Knowing that I wanted to be an entrepreneur in the future, one of the main criteria I had in choosing an MBA program was that I wanted it had to have an entrepreneurial focus. MIT Sloan has a program called entrepreneurship and innovation (E&I) and though I didn't get a chance to participate in that program, what I found really interesting is that there are still a lot of opportunities for me to learn about and gain experience with entrepreneurship. There are competitions like the $100K, and there are so many brilliant individuals within the MIT campus that you can team up with any time you have a project. So many people here have really great ideas that are just waiting to be commercialized, and to actually be part of a school that fosters and supports that type of atmosphere is really quite amazing for me. It is a breeding ground for all types of big firms.
In the future I would like to work for five or ten years in Hong Kong, establish my reputation, establish my network, and then move on to begin my own company. I want to be in Hong Kong because it will give me good leverage toward China, where I think the most growth will be over the next few years, but because my network is strongest in the Philippines, where I was raised, it makes sense for me to return there. What I envision is that my business would eventually be set up like a multi-national with interests in both Hong Kong and the Philippines.
What first drew me to the Sloan Women in Management club was that I really liked their goal to develop leaders and career led women in the MBA program and to assist them as they move on in their respective careers. For me that is a very noble purpose and it was aligned with my own values, so it immediately struck me as something I wanted to be involved in. The first role I was given was to work on the membership side, and that led me to run for a VP position and ultimately for my current position as co-president.
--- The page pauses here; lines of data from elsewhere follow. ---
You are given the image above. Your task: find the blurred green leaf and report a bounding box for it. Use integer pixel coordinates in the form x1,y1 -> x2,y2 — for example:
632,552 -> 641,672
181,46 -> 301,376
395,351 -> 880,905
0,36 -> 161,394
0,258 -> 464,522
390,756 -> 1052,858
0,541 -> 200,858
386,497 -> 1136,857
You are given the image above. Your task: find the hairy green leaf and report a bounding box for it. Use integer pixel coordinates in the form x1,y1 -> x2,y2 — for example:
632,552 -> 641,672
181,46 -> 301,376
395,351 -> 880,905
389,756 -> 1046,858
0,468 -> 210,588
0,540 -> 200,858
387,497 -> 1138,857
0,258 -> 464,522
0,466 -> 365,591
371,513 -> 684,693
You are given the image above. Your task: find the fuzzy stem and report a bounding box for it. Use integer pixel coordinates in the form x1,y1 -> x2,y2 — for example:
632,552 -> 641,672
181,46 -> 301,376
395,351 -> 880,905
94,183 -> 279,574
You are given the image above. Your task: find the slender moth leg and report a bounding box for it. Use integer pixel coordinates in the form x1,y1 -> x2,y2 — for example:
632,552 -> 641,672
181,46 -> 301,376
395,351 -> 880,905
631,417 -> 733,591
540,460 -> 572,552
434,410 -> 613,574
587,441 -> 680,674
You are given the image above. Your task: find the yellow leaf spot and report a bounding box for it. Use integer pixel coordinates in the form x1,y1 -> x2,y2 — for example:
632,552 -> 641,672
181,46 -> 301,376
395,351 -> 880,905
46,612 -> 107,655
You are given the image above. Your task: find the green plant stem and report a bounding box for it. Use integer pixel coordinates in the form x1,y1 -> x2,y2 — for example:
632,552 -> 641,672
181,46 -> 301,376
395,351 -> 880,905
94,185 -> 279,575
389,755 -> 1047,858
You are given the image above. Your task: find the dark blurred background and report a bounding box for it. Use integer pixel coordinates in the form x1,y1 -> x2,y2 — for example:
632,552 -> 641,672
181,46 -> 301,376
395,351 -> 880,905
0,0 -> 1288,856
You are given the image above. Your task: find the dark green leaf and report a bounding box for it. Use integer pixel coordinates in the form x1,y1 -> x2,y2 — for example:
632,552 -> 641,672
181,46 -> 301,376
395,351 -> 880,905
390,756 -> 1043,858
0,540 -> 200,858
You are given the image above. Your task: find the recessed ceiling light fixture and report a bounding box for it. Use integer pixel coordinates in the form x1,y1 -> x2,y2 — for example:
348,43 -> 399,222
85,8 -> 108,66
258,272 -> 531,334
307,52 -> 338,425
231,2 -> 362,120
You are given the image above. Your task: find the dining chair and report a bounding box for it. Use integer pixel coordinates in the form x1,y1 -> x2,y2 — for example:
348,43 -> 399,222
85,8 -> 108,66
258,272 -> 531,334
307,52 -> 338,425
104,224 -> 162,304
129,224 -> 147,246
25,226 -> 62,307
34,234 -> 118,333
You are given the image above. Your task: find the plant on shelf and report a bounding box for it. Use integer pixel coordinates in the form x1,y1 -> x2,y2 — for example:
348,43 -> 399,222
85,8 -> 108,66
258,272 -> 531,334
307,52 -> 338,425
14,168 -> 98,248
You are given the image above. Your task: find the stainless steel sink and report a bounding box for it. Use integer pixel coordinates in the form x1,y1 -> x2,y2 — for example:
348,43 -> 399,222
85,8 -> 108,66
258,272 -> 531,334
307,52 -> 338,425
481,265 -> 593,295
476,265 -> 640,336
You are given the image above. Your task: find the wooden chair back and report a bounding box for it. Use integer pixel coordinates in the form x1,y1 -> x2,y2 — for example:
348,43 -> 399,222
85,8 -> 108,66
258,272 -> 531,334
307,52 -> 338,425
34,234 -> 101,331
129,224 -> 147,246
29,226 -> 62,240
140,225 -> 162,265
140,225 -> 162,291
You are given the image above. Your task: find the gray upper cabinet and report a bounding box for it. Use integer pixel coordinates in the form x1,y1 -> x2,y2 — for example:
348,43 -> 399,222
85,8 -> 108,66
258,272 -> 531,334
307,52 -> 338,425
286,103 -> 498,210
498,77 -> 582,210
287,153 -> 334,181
As I move forward in my career I want to stay involved with Sloan Women in Management because though the MBA program is only two years long, it is really a lifetime community that MIT Sloan gives you and that for me is something I want to treasure and cultivate. One of the events that Sloan Women in Management holds is a speaker series, which essentially brings in Women from different industries around the world. We brought in people from Time Warner and from Amazon and Xerox who graduated from Sloan to describe how the MBA program shaped their careers, or how they manage their work/life balance. This is something that is a very powerful tool in helping women shape their careers and shape what they want to do with their lives, and I would love to continue to be a part of that.